Chadwick Boseman, who died of cancer on Friday, made cinematic and cultural history as King T’Challa in the Marvel Cinematic Universe’s “Black Panther.”

Chadwick Boseman Dies at 43

Chadwick Boseman, the actor known for his role in the Marvel Cinematic Universe as King T’Challa in “Black Panther,” died on Friday at the age of 43. 

According to the official statement released on his Twitter, Boseman was diagnosed with stage 3 colon cancer in 2016. He fought his battle with cancer while also filming several movies, including his most recently released film “Da 5 Bloods.” 

Several of his co-stars, friends and fans have posted tributes to Chadwick on their social media. Many are from actors who worked with Boseman on the “Avengers: Infinity War” and “Avengers: Endgame” sets. 

Angela Bassett, Chadwick’s on-screen mother from Black Panther, paid tribute to Chadwick Boseman on Instagram by posting a photo of them on the set of “Black Panther” hugging. In the Instagram post, she told the story of how Chadwick was the student assigned to escort her when she received her honorary degree from Howard.He had reminded her of that story during the “Black Panther” premiere party. 

Even former President Barack Obama paid tribute to him on his social media.
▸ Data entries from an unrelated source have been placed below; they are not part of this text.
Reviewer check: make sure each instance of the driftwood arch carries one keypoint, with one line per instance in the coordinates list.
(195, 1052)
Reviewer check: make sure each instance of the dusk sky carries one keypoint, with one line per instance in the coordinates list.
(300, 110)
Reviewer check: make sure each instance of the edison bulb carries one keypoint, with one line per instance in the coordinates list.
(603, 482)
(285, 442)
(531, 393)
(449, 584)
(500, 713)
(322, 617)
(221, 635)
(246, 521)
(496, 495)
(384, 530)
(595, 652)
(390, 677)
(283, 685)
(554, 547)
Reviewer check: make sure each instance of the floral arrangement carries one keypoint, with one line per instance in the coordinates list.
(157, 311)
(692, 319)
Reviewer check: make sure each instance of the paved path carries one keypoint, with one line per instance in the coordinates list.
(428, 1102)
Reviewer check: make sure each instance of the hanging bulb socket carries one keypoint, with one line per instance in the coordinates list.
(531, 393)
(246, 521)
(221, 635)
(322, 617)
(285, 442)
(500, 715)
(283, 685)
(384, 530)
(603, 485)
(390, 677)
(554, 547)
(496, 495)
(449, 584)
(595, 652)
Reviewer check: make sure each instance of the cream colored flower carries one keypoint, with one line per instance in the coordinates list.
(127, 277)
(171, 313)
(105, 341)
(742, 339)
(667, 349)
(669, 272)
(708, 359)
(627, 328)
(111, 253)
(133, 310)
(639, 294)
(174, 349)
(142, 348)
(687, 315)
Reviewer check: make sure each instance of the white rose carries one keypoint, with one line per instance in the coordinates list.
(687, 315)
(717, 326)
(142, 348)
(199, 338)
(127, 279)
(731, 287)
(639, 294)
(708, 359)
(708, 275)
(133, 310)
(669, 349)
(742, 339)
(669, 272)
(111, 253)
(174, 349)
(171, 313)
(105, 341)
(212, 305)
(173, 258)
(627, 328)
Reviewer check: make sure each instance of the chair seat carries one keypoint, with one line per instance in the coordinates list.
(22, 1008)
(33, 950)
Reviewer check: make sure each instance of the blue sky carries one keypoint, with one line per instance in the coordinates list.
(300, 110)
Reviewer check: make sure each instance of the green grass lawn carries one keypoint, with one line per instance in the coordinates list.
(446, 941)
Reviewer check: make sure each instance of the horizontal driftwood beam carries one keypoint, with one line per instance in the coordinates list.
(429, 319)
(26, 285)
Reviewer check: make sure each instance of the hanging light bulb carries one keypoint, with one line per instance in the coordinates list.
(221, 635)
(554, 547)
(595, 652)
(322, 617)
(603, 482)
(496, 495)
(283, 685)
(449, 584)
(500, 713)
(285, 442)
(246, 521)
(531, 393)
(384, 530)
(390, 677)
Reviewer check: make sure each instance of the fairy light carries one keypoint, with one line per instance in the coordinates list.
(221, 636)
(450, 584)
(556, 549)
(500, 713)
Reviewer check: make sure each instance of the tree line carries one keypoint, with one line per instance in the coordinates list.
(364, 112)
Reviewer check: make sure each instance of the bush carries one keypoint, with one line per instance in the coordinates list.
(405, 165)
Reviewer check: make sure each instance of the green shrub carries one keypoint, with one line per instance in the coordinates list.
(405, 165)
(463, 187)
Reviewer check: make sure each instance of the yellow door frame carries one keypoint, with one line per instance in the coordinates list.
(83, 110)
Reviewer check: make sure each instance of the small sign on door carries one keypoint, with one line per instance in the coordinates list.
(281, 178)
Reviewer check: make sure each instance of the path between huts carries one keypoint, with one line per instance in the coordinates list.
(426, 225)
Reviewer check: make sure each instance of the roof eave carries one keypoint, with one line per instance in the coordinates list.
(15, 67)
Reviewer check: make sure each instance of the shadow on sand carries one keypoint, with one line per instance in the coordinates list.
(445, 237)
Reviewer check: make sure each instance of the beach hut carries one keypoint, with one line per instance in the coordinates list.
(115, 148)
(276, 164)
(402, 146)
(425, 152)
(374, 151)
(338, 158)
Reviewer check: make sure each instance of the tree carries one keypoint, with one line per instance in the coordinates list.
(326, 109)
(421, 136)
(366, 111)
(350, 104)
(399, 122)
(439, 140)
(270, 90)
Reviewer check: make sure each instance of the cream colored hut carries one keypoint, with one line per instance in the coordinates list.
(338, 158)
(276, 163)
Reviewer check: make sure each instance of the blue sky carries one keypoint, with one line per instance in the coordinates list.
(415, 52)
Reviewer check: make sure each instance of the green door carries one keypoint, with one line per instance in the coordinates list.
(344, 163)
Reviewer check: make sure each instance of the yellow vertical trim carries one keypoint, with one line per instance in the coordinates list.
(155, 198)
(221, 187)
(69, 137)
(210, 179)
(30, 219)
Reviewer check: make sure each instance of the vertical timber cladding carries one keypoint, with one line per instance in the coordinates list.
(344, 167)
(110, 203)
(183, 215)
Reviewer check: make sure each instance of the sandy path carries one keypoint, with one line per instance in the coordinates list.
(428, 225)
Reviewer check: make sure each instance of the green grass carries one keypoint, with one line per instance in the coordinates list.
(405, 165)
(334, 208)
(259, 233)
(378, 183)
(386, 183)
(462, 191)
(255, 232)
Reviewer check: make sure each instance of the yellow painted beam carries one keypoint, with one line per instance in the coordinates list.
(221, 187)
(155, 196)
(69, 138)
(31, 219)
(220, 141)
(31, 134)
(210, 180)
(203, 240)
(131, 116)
He said about Boseman, who once came to the White House to work with kids, “To be young, gifted, and Black; to use that power to give them heroes to look up to; to do it all while in pain – what a use of his years.”
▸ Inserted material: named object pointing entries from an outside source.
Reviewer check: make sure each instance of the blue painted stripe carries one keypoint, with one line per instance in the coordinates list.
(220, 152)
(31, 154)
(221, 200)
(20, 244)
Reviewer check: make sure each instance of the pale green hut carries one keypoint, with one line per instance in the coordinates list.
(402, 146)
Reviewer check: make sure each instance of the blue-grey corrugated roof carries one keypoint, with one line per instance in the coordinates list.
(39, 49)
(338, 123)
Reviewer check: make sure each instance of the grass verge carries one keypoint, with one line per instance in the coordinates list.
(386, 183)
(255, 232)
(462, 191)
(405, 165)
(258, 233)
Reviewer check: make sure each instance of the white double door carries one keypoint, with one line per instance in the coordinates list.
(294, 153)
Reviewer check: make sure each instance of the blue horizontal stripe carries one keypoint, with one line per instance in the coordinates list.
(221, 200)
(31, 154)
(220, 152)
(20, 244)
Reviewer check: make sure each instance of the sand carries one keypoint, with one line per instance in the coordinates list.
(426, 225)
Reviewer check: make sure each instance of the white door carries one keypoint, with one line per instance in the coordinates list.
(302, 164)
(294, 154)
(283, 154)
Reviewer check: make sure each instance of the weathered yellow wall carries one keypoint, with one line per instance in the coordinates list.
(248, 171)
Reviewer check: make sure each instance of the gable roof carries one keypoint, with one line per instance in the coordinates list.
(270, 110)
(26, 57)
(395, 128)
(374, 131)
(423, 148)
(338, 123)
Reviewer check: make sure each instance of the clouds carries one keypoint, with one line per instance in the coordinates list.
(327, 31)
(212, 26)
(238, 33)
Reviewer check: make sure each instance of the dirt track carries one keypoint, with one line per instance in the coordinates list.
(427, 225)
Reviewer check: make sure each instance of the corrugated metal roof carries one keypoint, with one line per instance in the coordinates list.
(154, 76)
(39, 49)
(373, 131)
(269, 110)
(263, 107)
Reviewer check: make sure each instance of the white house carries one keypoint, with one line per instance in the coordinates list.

He was born on Nov. 29, 1976, in Anderson, South Carolina. Boseman was a Howard University graduate with a bachelor’s degree in fine arts and directing. From there he enrolled at the British American Drama Academy in the United Kingdom, paid for by the two-time Oscar winner Denzel Washington. 
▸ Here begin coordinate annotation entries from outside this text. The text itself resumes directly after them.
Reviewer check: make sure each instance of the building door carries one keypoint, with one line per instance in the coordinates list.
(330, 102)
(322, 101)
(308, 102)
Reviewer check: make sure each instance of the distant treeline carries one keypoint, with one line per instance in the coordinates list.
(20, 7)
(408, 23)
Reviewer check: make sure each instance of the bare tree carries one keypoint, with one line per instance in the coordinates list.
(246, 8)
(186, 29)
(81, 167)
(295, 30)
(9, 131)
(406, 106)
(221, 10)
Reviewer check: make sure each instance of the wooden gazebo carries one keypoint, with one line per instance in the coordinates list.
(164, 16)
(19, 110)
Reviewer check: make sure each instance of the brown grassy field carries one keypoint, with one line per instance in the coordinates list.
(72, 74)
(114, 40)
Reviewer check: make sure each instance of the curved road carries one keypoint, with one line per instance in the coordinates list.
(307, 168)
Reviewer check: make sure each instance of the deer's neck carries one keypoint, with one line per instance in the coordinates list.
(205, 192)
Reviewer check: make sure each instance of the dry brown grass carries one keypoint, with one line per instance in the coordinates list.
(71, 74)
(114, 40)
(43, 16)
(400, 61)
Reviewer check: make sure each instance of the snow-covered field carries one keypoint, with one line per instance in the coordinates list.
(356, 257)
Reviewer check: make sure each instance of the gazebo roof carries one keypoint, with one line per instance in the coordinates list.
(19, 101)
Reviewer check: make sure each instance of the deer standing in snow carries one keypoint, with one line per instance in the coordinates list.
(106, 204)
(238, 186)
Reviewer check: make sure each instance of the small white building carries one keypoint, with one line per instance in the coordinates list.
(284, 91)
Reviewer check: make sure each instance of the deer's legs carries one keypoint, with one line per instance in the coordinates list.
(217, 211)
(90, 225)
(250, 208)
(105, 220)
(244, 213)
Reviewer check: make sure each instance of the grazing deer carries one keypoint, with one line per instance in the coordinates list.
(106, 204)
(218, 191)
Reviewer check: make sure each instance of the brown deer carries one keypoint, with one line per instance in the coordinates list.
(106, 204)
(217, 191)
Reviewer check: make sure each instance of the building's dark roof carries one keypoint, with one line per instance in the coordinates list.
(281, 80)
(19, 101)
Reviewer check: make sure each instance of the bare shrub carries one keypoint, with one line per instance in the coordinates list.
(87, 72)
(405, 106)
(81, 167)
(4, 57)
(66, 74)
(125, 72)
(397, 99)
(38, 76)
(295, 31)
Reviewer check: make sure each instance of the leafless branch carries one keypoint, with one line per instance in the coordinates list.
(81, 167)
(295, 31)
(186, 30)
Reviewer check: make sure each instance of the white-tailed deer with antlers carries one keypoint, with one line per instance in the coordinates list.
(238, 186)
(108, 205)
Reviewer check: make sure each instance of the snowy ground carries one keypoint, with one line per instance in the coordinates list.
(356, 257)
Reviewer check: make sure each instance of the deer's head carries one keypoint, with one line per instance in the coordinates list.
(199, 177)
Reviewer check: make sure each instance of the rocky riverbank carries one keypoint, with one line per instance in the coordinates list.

One of his first breakout roles was in the 2008 television show “Lincoln Heights.” He played a young man in the army revealed to be a main character’s son. He continued to work on a few small TV and movie roles. 

Boseman was known for his performances of historical figures like Jackie Robinson, the first African-American major league baseball player, and Thurgood Marshall, the first African-American Supreme Court justice. As well as playing historical trailblazers, he played “Godfather of Soul” James Brown in the film “Get on Up.” 

Gov. Henry McMaster of Chadwick’s home state South Carolina announced on Saturday he would be lowering the statehouse flags to half mast on Sunday. The two lowered flags will be presented to Chadwick Boseman’s family. 

He leaves behind a wife, Taylor Simone Ledward. They became engaged in 2019 and later married.